A new townhouse development along Big Timber Road may add to Elgin's affordable housing stock, but adjoining neighbors fear noise, loss of privacy and exacerbated flood problems with the pending loss of what is now nearly 9 acres of mostly wooded area.

The project, known as Gifford's Crossing, would bring 36 townhouses to the north side of Big Timber, just east of Randall Road. The property has an existing, vacant single-family home on a doughnut hole of unincorporated land. It will be demolished.

Development plans have been in the works since late 2020. A variety of projects involving up to 72 townhouses came to the city but failed to win the favor of staff members after the running afoul of the density and design guidelines that govern the city's vision for the area.

More recently, the Burton Foundation gained ownership of the property. The Elgin-based nonprofit specializes in creating affordable housing.

The $23.1 million Gifford's Crossing development would be the 21st project for the foundation. Tracey Manning, president of the foundation, said her organization owns several housing developments in nearby suburbs, including Geneva and South Elgin.

"We had a lot of people who live in Elgin apply to live in those properties," Manning told the city's planning and zoning commission this week. "We thought that maybe they would want to live where they work."

Members of the commission voted 4-0 to send a favorable recommendation for the project to the city council. Council members will cast the deciding votes on the project within the next couple of months.

Potential residents of Gifford's Crossing would need to fall below certain income limits to qualify. Those current limits range from $23,190 for a single person to $66,180 for a family of four. The development plan calls for four, nine-unit townhouse buildings, each standing two stories. Each unit will have attached two-car garages accessible from a private alley in the rear. There would be 13 two-bedroom units (rent ranging from $575 to $1,270); 18 three-bedroom units (rent ranging from $660 to $1,440); and 5 four-bedroom units (rents ranging from $725 to $1,595).

There is also a small park with a playground in the development that will be privately owned and maintained.

While the density of the project is lower than the adjacent Spring Oaks and Wynstone Century Oaks townhouse communities, the residents who live there are not looking forward to having new neighbors.
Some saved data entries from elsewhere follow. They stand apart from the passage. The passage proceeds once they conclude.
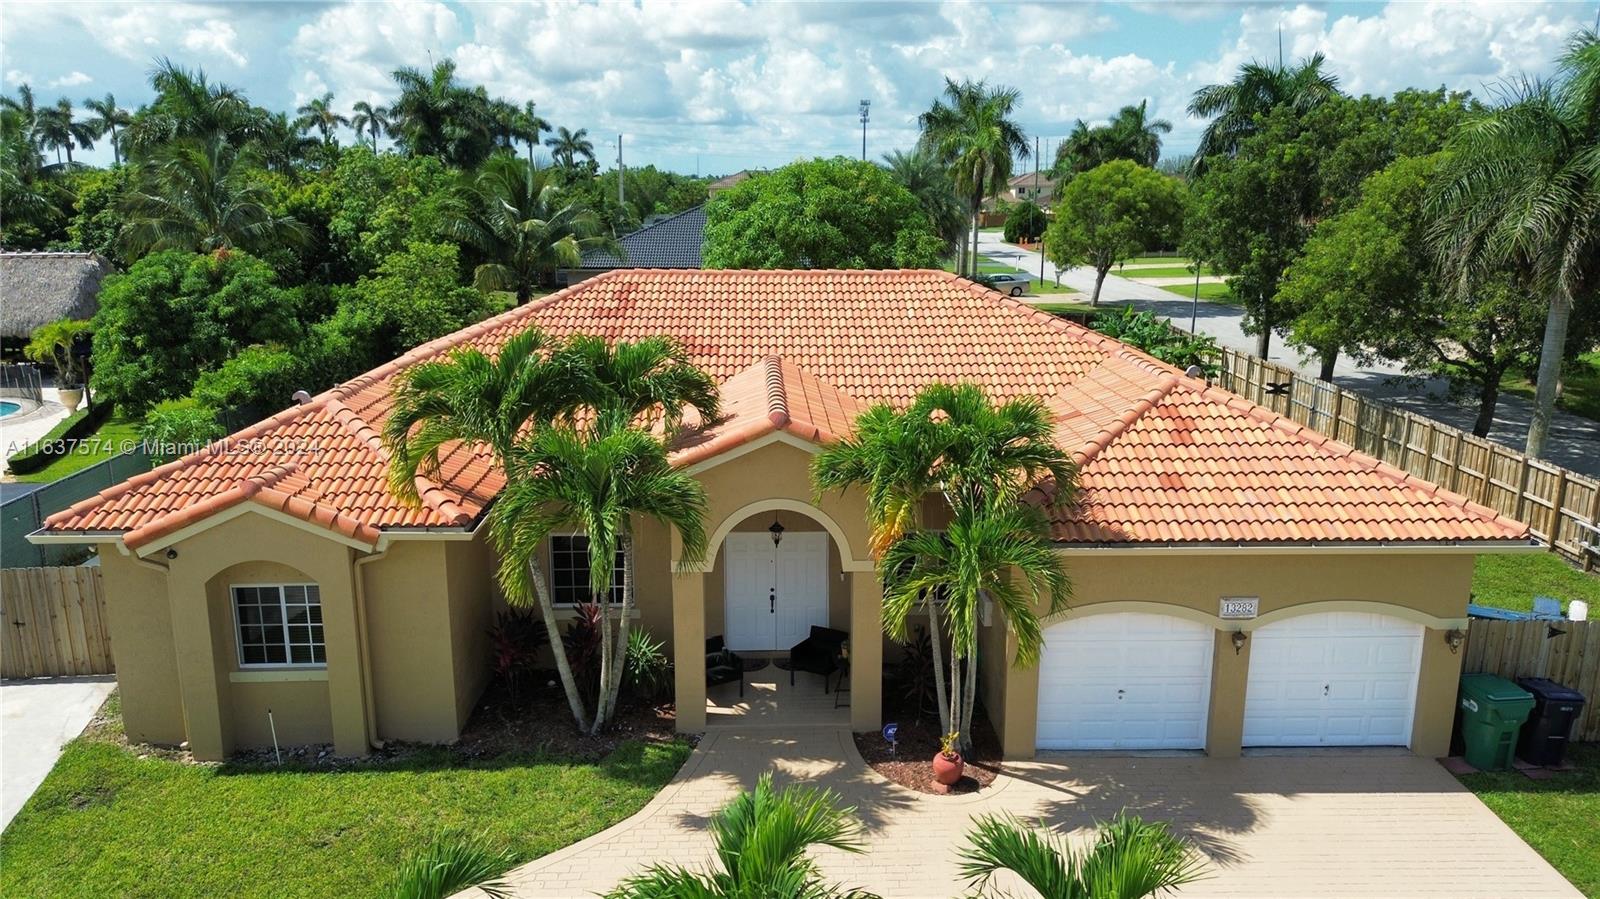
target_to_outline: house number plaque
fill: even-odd
[[[1224,596],[1220,618],[1254,618],[1261,612],[1259,596]]]

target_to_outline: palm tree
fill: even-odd
[[[950,173],[923,146],[910,153],[900,150],[885,153],[883,162],[894,180],[917,198],[922,211],[933,222],[934,233],[943,238],[946,250],[954,250],[966,235],[966,219]]]
[[[867,495],[873,552],[886,586],[884,630],[902,639],[909,616],[926,610],[935,648],[935,689],[944,731],[971,743],[977,617],[983,597],[994,601],[1017,635],[1018,665],[1037,661],[1041,642],[1034,605],[1048,598],[1055,612],[1070,584],[1050,546],[1048,523],[1027,505],[1031,490],[1051,505],[1067,505],[1076,470],[1056,445],[1048,411],[1037,400],[995,406],[976,385],[933,384],[905,412],[875,406],[856,420],[855,435],[824,448],[812,463],[817,492],[859,487]],[[943,533],[924,530],[921,506],[943,498],[952,522]],[[1007,577],[1016,566],[1024,584]],[[941,670],[939,614],[950,632],[948,690]]]
[[[389,109],[385,106],[373,106],[365,100],[357,100],[351,107],[354,113],[350,116],[350,127],[354,128],[356,135],[365,131],[372,137],[372,152],[378,152],[378,138],[389,131]]]
[[[389,107],[390,131],[412,155],[438,156],[458,168],[472,168],[494,146],[487,98],[456,82],[456,64],[445,59],[423,73],[407,66],[392,77],[400,96]]]
[[[1041,899],[1144,899],[1199,880],[1204,866],[1166,825],[1127,814],[1100,827],[1082,850],[1042,827],[994,815],[979,818],[967,839],[961,874],[980,895],[994,895],[994,876],[1010,871]]]
[[[261,164],[289,176],[291,181],[299,180],[301,164],[314,155],[319,146],[323,145],[281,112],[268,113],[250,141],[253,155]]]
[[[601,408],[593,415],[589,425],[536,427],[516,444],[506,488],[489,511],[489,533],[500,553],[500,584],[517,603],[533,597],[527,560],[537,558],[553,534],[587,536],[589,589],[600,607],[600,686],[587,723],[596,734],[616,712],[627,658],[635,602],[633,519],[648,516],[676,530],[682,560],[698,562],[706,549],[706,496],[692,475],[673,469],[661,439],[634,425],[625,411]],[[619,553],[620,603],[612,599]]]
[[[922,139],[950,168],[956,188],[967,197],[972,214],[972,264],[978,270],[978,216],[984,197],[997,194],[1011,178],[1011,161],[1028,158],[1028,142],[1011,120],[1018,100],[1015,89],[990,90],[982,81],[944,81],[945,101],[935,100],[918,123]],[[965,254],[963,254],[965,255]],[[963,260],[963,265],[965,260]],[[963,266],[957,266],[961,268]]]
[[[33,139],[32,98],[22,100],[6,97],[0,106],[0,243],[8,229],[57,214],[53,192],[45,189],[49,172]]]
[[[1239,74],[1227,84],[1209,84],[1195,91],[1189,100],[1189,114],[1211,118],[1200,136],[1194,153],[1196,174],[1206,157],[1236,152],[1244,139],[1255,133],[1256,117],[1279,106],[1290,106],[1296,114],[1310,112],[1338,96],[1339,79],[1322,72],[1323,55],[1317,53],[1293,68],[1250,62],[1239,67]],[[1215,116],[1215,118],[1212,118]]]
[[[1457,129],[1429,202],[1432,239],[1459,289],[1518,269],[1548,298],[1527,452],[1543,456],[1567,327],[1600,286],[1600,35],[1573,35],[1557,80],[1515,85]]]
[[[1172,133],[1172,123],[1150,118],[1148,106],[1148,100],[1140,100],[1138,106],[1122,107],[1111,120],[1111,133],[1119,151],[1126,154],[1121,158],[1155,168],[1161,159],[1161,135]]]
[[[341,126],[348,126],[350,120],[340,115],[333,108],[333,92],[328,91],[307,103],[303,103],[295,110],[298,116],[294,120],[294,127],[301,133],[315,129],[322,135],[322,145],[332,147],[337,143],[334,132]]]
[[[517,139],[528,145],[528,163],[533,164],[533,151],[539,146],[539,135],[550,130],[550,123],[539,115],[539,105],[532,100],[522,106],[517,119]]]
[[[95,138],[98,140],[110,134],[112,156],[117,165],[122,165],[122,146],[117,137],[117,129],[126,128],[133,121],[133,116],[126,109],[118,106],[117,98],[111,94],[106,94],[105,97],[99,100],[90,97],[83,101],[83,105],[95,114],[94,118],[86,122],[89,127],[94,129]]]
[[[304,226],[272,211],[272,189],[255,172],[253,154],[220,140],[174,142],[142,164],[138,184],[123,197],[127,224],[119,239],[134,255],[303,240]]]
[[[17,114],[18,120],[13,127],[22,129],[29,141],[34,140],[33,127],[38,121],[39,110],[34,105],[33,87],[27,82],[17,86],[17,96],[0,97],[0,109]]]
[[[514,142],[520,138],[517,119],[521,115],[522,110],[510,100],[496,97],[489,101],[489,122],[497,146],[507,149],[515,146]]]
[[[39,110],[35,122],[34,129],[39,143],[46,149],[56,151],[57,163],[61,161],[61,151],[66,150],[69,169],[72,168],[74,148],[94,149],[94,139],[98,136],[94,126],[88,121],[75,118],[72,101],[66,97],[57,100],[54,106]]]
[[[550,148],[550,155],[555,157],[556,163],[569,172],[577,166],[580,156],[594,162],[594,143],[589,140],[587,128],[568,131],[563,125],[544,144]]]
[[[251,106],[238,88],[213,84],[204,70],[185,69],[170,59],[156,62],[150,86],[156,99],[127,127],[130,156],[184,139],[242,147],[259,134],[266,119],[266,112]]]
[[[822,882],[812,846],[861,852],[855,809],[840,808],[831,791],[805,786],[782,790],[763,774],[712,817],[717,867],[705,873],[679,865],[652,865],[624,880],[607,899],[869,899]]]
[[[584,251],[618,249],[599,217],[563,194],[550,169],[514,156],[485,162],[464,199],[466,211],[452,229],[487,260],[474,283],[481,290],[514,291],[518,303],[557,269],[576,268]]]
At the planning and zoning commission's meeting, more than an hour of testimony from the residents showed concerns about the maintenance and oversight of the future rental property that speakers described as being "shoehorned" into an owner-occupied neighborhood.w

"Would you want this behind your house?" asked Eric Beyer, a neighbor of the pending development. "Would you want to walk out and see this in your backyard? Don't ruin my neighborhood. We have enough low-income in Elgin."

Most other neighbors focused on the loss of permeable ground and the fact that the land Gifford's Crossing sits on is higher than the surrounding property while citing fears about flooding. But engineers for the project said they will preserve 144 mature trees while adding a swale, curbs and gutter that they project will all help water drainage in the area.

Manning said the new residents will be good neighbors who, unlike potential buyers, will all go through credit and criminal background checks.

"We manage our properties very well," Manning said. "These developments are not federally funded. Everyone will pay their own rent. Just because they can't afford a lot in rent doesn't mean they can't live in a beautiful building."